Model prepopulation - One important point to consider when using the HF/Provider model is fetching (3373, 3374) feat: Remote APIs can fetch Model List #3374 (comment)
Cortex process handling - For now, Cortex serves the chat function and also serves the server API. There are possible side effects such as:
- Load model fail -> cortex process crashed -> server stopped working
- Run Cortex on app load so the API server can always be on (on message send before)
- Change thread settings (context length / ngl) / Stop / Delete a running model -> Unload instead of just kill as before
- New UX on state update? E.g. Cortex stopped working -> Restart by process watchdog -> Running
Need a better UX for running multiple models simultaneously
- Loading so many models could break the user's machine
- Unloading a model could affect a running server (or not, since sending a message could load the model again)
Need a better UX for engine setup (the UI update should also work with our extension architecture but not direct users to many screens)
- Llama.cpp is bundled by default, but not for others, also CUDA dependencies (should some how shared among engines)
Models can be run through the API Server
- Legacy models are routed to Nitro (even eventually route to cortex-cpp), new models are routed to Cortex. Is it a good UX to force Cortex API server to serve legacy nitro models?
Pre-populate HF cortex models: there should be duplicated models where the 0.5.3 models list is updated. New branch / model repo to serve Jan hub only? So we can filter out which models could be pre-populated instead of everything.
Preserve thread settings - confusing feature? since we will work on Presets soon, let's take it out?
Sync settings (& dtos?) across projects (https://discord.com/channels/1107178041848909847/1239846009258119178/1279001259613093910)
Cortex release process - e.g. We are updating the cortex repository's CI/CD for interim CLI development
Cortex provides a backward-compatible FS module, so this means all requests from Jan go through the Cortex API? Back to the previous integration, there are so many edge cases to handle such as:
- The Cortex server should be ON before showing threads/models. Data caching can improve the experiment for a better user experience, as users cannot wait for loading every time they reopen the app.
- Cortex process status, as described above ^
- Models import should also go thru cortex server
- Deprecate core FS from Jan
- Advanced Settings from Jan -> configure Cortex?
- HTTP Proxy for model downloading?
- HuggingFace API Token input from Jan -> Cortex
- Logs settings from Jan > Cortex (on/off, cleaning interval..), how to log from Jan app -> cortex?
- Tools support (Actually just PDF retrieval for now) - Depends on Jan core FS, if we don't deprecate that is fine
IMPORTANT: Multiple instructions set support - Multiple engine binaries distribution

marknguyen1302 · 2024-08-30T09:32:50Z

thanks @louis-jan for this. about Cortex provides a backward-compatible FS module, I think it's for the Jan API server only, so we keep the current app the same, instead of spawning a new port like the current Jan, we will use Cortex Platform API for that server. what do you think?

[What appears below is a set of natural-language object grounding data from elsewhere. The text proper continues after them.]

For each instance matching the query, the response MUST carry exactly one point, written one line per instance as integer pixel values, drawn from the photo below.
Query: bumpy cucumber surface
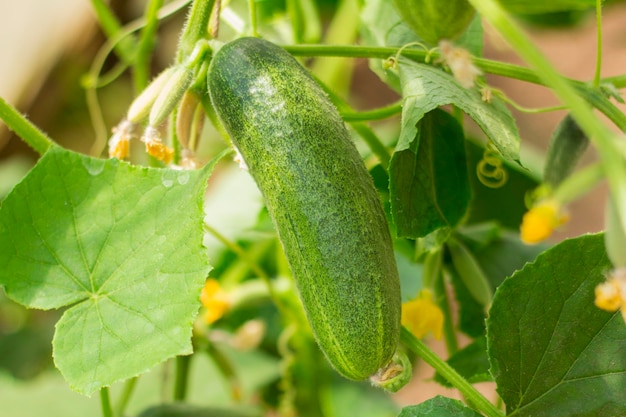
(321, 197)
(434, 20)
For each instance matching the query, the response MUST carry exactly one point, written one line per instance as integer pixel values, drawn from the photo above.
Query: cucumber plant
(252, 231)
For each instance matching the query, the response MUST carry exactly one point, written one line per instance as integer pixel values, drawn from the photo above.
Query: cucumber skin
(322, 199)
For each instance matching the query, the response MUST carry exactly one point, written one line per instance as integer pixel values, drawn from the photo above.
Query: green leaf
(471, 362)
(381, 25)
(439, 407)
(425, 88)
(500, 258)
(539, 7)
(505, 204)
(121, 247)
(552, 352)
(429, 188)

marknguyen1302 · 2024-08-30T09:37:16Z

about Cortex process handling, I think when load/inference/start the Jan API server, we should check the health of the Cortex server and attempt to spawn if the server is not on.

louis-jan · 2024-08-30T09:59:34Z

Yes @marknguyen1302, scope down the other parts would help.
For now:

I think just trying to sync the state between threads and the API server could be a good option when the Cortex process is terminated -> update the state from both places, and the user can either send a new message to try to load again or turn on the server.

But when we migrate full requests to Cortex endpoints, there should be something to addres.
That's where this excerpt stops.